Parrots put down after seizure at airport

PRECAUTIONARY MEASURES They're rather cute birds, but they were smuggled from a country considered to be vulnerable to the bird-flu virus , so customs destroyed them

By Chiu Yu-Tzu  /  STAFF REPORTER

Five of 28 parrots smuggled by an Indonesian traveler into Taiwan wait in a cage before being destroyed as a precaution to stop the spread of bird flu.

PHOTO: CHU PEI-TEH, TAIPEI TIMES

Protected parrots smuggled from Bali by an Indonesian traveler who arrived in Taipei on Tuesday were destroyed yesterday in order to guard against the spread of bird flu, the Council of Agriculture said yesterday.

Council officials said that on Tuesday evening, customs officers at CKS International Airport discovered 28 parrots hidden in plastic pipes in baggage belonging to a traveler surnamed Sugiharto.

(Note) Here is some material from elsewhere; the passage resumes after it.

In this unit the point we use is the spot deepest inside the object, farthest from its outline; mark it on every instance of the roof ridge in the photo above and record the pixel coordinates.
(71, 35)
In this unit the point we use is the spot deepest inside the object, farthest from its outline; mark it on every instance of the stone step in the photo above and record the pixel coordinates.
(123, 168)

Suspected of violating the Statute for Prevention and Control of Infectious Animal Disease (動物傳染病防治條例), Sugiharto was detained by police.

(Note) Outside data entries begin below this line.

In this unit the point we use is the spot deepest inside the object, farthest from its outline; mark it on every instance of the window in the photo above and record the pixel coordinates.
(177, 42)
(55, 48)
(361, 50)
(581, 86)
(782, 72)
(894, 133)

The seizure is the first case involving travelers smuggling birds from countries since the outbreak of bird flu earlier this year. Since then, the council's Animals and Plants Inspection and Quarantine Bureau has banned the import of bird-related products from affected countries. The prohibition was applied to Indonesia on Jan. 29.

All Southeast Asian countries except Singapore and the Philippines are considered at-risk territories for bird flu.

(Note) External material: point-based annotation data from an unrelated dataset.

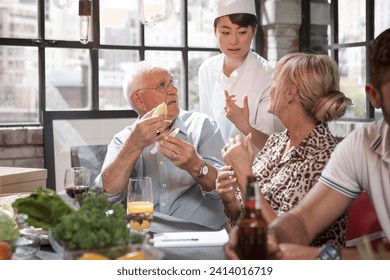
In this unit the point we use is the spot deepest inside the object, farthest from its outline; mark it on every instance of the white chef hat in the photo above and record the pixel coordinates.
(228, 7)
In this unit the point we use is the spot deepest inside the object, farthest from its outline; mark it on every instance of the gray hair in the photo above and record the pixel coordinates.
(133, 80)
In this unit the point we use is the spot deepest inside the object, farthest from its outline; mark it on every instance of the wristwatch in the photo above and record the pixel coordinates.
(203, 170)
(329, 252)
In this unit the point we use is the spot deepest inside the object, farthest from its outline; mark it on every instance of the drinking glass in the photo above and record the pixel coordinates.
(76, 183)
(140, 204)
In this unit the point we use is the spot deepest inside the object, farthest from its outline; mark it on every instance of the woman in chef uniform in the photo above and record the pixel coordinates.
(234, 85)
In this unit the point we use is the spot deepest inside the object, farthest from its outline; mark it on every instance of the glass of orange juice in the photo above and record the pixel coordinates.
(140, 203)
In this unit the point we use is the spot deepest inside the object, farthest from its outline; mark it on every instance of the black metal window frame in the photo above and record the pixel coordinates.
(94, 47)
(335, 46)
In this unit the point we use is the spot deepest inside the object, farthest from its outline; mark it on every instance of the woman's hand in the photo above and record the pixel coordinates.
(226, 185)
(230, 247)
(239, 156)
(149, 129)
(237, 115)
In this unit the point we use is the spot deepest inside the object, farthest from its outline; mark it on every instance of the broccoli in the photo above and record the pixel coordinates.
(8, 228)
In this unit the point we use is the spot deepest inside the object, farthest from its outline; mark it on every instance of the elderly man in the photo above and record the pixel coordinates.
(361, 162)
(183, 168)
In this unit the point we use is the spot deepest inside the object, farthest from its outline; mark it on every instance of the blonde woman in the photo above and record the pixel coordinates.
(305, 96)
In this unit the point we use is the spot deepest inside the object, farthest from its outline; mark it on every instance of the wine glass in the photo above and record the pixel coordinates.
(140, 204)
(76, 183)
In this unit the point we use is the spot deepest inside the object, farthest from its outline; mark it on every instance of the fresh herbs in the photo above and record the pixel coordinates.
(44, 208)
(97, 224)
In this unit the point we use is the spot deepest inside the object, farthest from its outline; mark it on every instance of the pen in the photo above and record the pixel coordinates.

Yesterday, the 28 parrots were destroyed by bureau officials.

"Samples taken from the parrots were sent to laboratories for further examination. Results of the tests will be available by the end of this week," said Hsiao Tsung-yao (蕭宗堯), a director at the bureau.

Taiwan remains an area unaffected by bird flu, but Hsiao yesterday reminded people of the risk of spreading the virus by smuggling bird-related products from affected countries.

Travelers smuggling such animals face a sentence of up to three years' imprisonment.

Hsiao also urged locals not to purchase bird-related products whose origins cannot be verified.

Bureau officials said that the nation's poultry farmers remain on high alert because a number of farms in central and southern parts of the country were affected by the less pathogenic H5N2 strain earlier this year.

Officials also urged local people to avoid visiting poultry farms when traveling to countries hit by bird flu.

They said the situation in Hong Kong remains critical after reports on Tuesday that a dead gray heron was found near the border with mainland China. The Hong Kong government said the bird was infected with the virus.

The virus is thought to have killed 12 people in Thailand and 20 in Vietnam this year. Health experts fear the disease will mutate into a form that can be transmitted between humans.